Sul piano produttivo, una quindicina di aziende hanno segnalato di aver sviluppato un qualche tipo di strategia di gestione del rischio ambientale. Secondo il rapporto sono al momento otto le aziende che hanno già posto dei limiti alla concentrazione degli antibiotici nelle acque reflue degli impianti al fine di prevenir la contaminazione ambientale. Tra queste, Gsk, J&J, Pfizer e Roche richiedono anche ai loro fornitori d’impegnarsi in modo analogo al rispetto degli standard. Ma questo tipo d’azione richiede ancora molto lavoro per essere realmente efficace: il documento della Access to Medicine Foundation, infatti, evidenza come manchino ancora informazioni più precise su quali siano realmente tali limiti, oltre al fatto che ancora nessuna società ha reso noto i dati reali di rilascio di antibiotici nell’ambiente.
Le azioni sulle forze vendita
Quattro aziende, inoltre, si sono mosse anche rispetto alle forze vendite, i cui bonus sono stati svincolati dalle quantità di antibiotici vendute come conseguenza dell’attività d’informazione scientifica. Gli approcci prescelti per raggiungere tale obiettivo spaziano da una completa separazione tra bonus e volumi di vendite a livello globale (Gks e Shionogi), all’avvio di un progetto pilota solo in alcune zone (Pfizer), fino alla revisione degli incentivi per la forza vendita in corso a Novartis.

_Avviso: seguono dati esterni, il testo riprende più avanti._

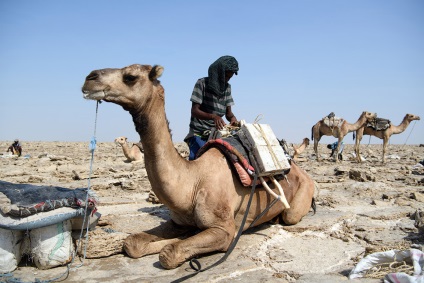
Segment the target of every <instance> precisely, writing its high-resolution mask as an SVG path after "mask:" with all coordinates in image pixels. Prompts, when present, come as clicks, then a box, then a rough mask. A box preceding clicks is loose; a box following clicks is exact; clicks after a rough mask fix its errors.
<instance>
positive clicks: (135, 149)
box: [115, 137, 143, 162]
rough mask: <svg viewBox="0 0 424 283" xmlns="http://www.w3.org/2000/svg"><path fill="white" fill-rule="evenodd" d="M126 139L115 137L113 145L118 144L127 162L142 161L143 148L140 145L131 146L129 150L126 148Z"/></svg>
mask: <svg viewBox="0 0 424 283" xmlns="http://www.w3.org/2000/svg"><path fill="white" fill-rule="evenodd" d="M127 140H128V139H127V138H126V137H117V138H116V139H115V143H116V144H119V145H120V146H121V147H122V150H123V151H124V155H125V157H126V158H127V162H132V161H135V162H141V161H143V146H142V145H141V143H137V144H133V145H132V146H131V148H130V147H129V146H128V141H127Z"/></svg>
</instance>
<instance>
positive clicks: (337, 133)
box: [311, 111, 377, 162]
mask: <svg viewBox="0 0 424 283" xmlns="http://www.w3.org/2000/svg"><path fill="white" fill-rule="evenodd" d="M376 117H377V114H376V113H371V112H368V111H364V112H362V114H361V116H359V119H358V120H357V121H356V122H355V123H353V124H350V123H348V122H347V121H346V120H343V122H342V123H341V125H339V126H335V127H329V126H328V125H327V124H325V123H324V118H323V119H321V120H319V121H318V122H317V123H316V124H315V125H314V126H313V127H312V135H311V139H312V140H313V141H314V151H315V155H316V157H317V161H320V156H319V154H318V143H319V141H320V139H321V137H322V136H333V137H335V138H337V139H338V144H337V148H336V150H335V152H337V154H335V155H334V160H335V162H339V154H338V152H339V147H340V144H341V142H342V141H343V138H344V137H345V136H346V135H347V134H348V133H350V132H353V131H356V130H358V129H360V128H363V127H364V126H365V124H366V123H367V122H368V121H372V120H374V119H375V118H376ZM314 139H315V140H314Z"/></svg>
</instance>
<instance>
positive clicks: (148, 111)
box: [82, 65, 314, 269]
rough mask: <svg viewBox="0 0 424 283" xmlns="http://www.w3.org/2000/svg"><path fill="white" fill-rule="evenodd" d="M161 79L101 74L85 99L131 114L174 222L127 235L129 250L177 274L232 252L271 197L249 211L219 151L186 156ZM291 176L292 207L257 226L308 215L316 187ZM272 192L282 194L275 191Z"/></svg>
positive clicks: (274, 208) (114, 70) (158, 74)
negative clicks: (246, 216)
mask: <svg viewBox="0 0 424 283" xmlns="http://www.w3.org/2000/svg"><path fill="white" fill-rule="evenodd" d="M162 72H163V67H161V66H153V67H152V66H150V65H131V66H128V67H125V68H122V69H102V70H95V71H92V72H91V73H90V74H89V75H88V76H87V77H86V79H85V83H84V86H83V87H82V92H83V94H84V95H83V96H84V98H86V99H92V100H104V101H106V102H112V103H115V104H118V105H120V106H122V107H123V109H124V110H126V111H128V112H129V113H130V114H131V116H132V118H133V122H134V125H135V129H136V131H137V132H138V134H139V135H140V140H141V142H142V144H143V148H144V159H145V164H146V165H145V166H146V171H147V175H148V178H149V181H150V183H151V185H152V189H153V191H154V193H155V194H156V196H157V197H158V198H159V200H160V201H161V202H162V203H163V204H164V205H166V206H167V207H168V208H169V210H170V214H171V219H170V220H169V221H167V222H165V223H163V224H161V225H160V226H158V227H156V228H153V229H152V230H149V231H146V232H141V233H137V234H132V235H130V236H128V238H127V239H126V240H125V241H124V249H125V251H126V253H127V254H128V255H129V256H130V257H133V258H139V257H142V256H145V255H149V254H156V253H159V261H160V263H161V265H162V266H163V267H164V268H167V269H171V268H176V267H177V266H179V265H181V264H182V263H184V262H185V261H187V260H189V259H191V258H193V257H195V256H199V255H202V254H206V253H210V252H217V251H226V250H227V249H228V248H229V246H230V244H231V242H232V241H233V239H234V236H235V234H236V231H237V229H238V228H239V227H240V226H241V220H242V218H243V215H244V214H245V213H247V214H248V215H247V220H246V222H245V224H244V226H243V227H241V228H242V229H243V230H246V229H247V228H248V227H249V225H250V224H252V222H253V221H254V219H255V218H256V216H258V215H259V214H260V213H261V212H262V211H264V209H265V208H266V207H267V206H268V205H269V204H270V203H271V201H272V200H273V198H272V197H271V196H270V195H269V194H268V193H267V192H266V191H265V190H264V189H263V188H258V189H257V190H256V191H255V192H254V194H253V200H252V202H251V207H250V209H249V210H248V211H246V210H247V209H246V208H247V203H248V200H249V194H250V189H249V188H246V187H244V186H243V185H242V184H241V182H240V180H239V178H238V176H237V175H236V173H234V170H232V168H231V166H232V165H231V164H230V162H228V161H227V159H226V158H225V157H224V155H223V154H222V153H221V151H219V150H218V149H216V148H212V149H210V150H208V151H207V152H205V153H204V154H203V155H202V156H201V157H199V158H198V159H196V160H194V161H188V160H186V159H184V158H183V157H181V156H180V154H179V153H178V152H177V151H176V150H175V148H174V145H173V142H172V139H171V135H170V132H169V130H168V124H167V120H166V114H165V91H164V89H163V87H162V86H161V84H160V82H159V80H158V78H159V77H160V76H161V75H162ZM286 177H287V179H285V178H283V179H282V180H280V181H279V182H280V184H281V186H282V187H283V190H284V193H285V195H286V197H287V201H288V202H289V204H290V208H288V209H285V208H284V207H283V204H282V203H280V202H278V203H276V204H275V205H273V206H272V207H271V208H270V209H269V210H268V211H267V212H266V213H264V215H263V216H262V217H261V218H259V220H258V221H257V222H255V225H254V226H257V225H259V224H261V223H264V222H268V221H270V220H272V219H274V218H275V217H277V216H280V215H281V216H282V219H283V221H284V222H285V223H286V224H296V223H298V222H299V221H300V220H301V219H302V217H303V216H305V215H306V214H307V213H308V212H309V210H310V207H311V204H312V201H313V194H314V182H313V180H312V179H311V178H310V177H309V175H308V174H307V173H306V172H305V171H304V170H303V169H301V168H300V167H298V166H297V165H296V164H295V163H292V164H291V168H290V171H289V173H288V174H287V175H286ZM270 187H271V189H272V190H273V191H275V192H278V188H277V187H276V186H274V185H271V186H270ZM198 230H200V232H198V233H196V234H194V235H193V232H194V231H198ZM187 232H189V233H191V234H190V236H188V234H187ZM183 235H184V236H187V237H186V238H184V237H183Z"/></svg>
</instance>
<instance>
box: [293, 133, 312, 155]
mask: <svg viewBox="0 0 424 283" xmlns="http://www.w3.org/2000/svg"><path fill="white" fill-rule="evenodd" d="M308 145H309V139H308V138H304V139H303V141H302V144H300V145H299V146H295V145H293V150H294V153H293V159H294V161H297V159H298V157H299V155H300V154H301V153H302V152H303V151H304V150H305V149H306V147H307V146H308Z"/></svg>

Il livello di trasparenza dei produttori di farmaci generici è però ancora basso, segnala Access to Medicine. “Uno dei messaggi più forti uscito dal benchmark è l’enorme potere delle società dei generici nel fermare i superbug. Queste società producono i maggiori volume di antibiotici, lo stanno facendo da decenni – ha sottolineato Iyer -. Alcuni solo di recente hanno iniziato a contrastare la resistenza antibiotica. vedremo un grande impatto se si potrà incoraggiarli a salire davvero a bordo”.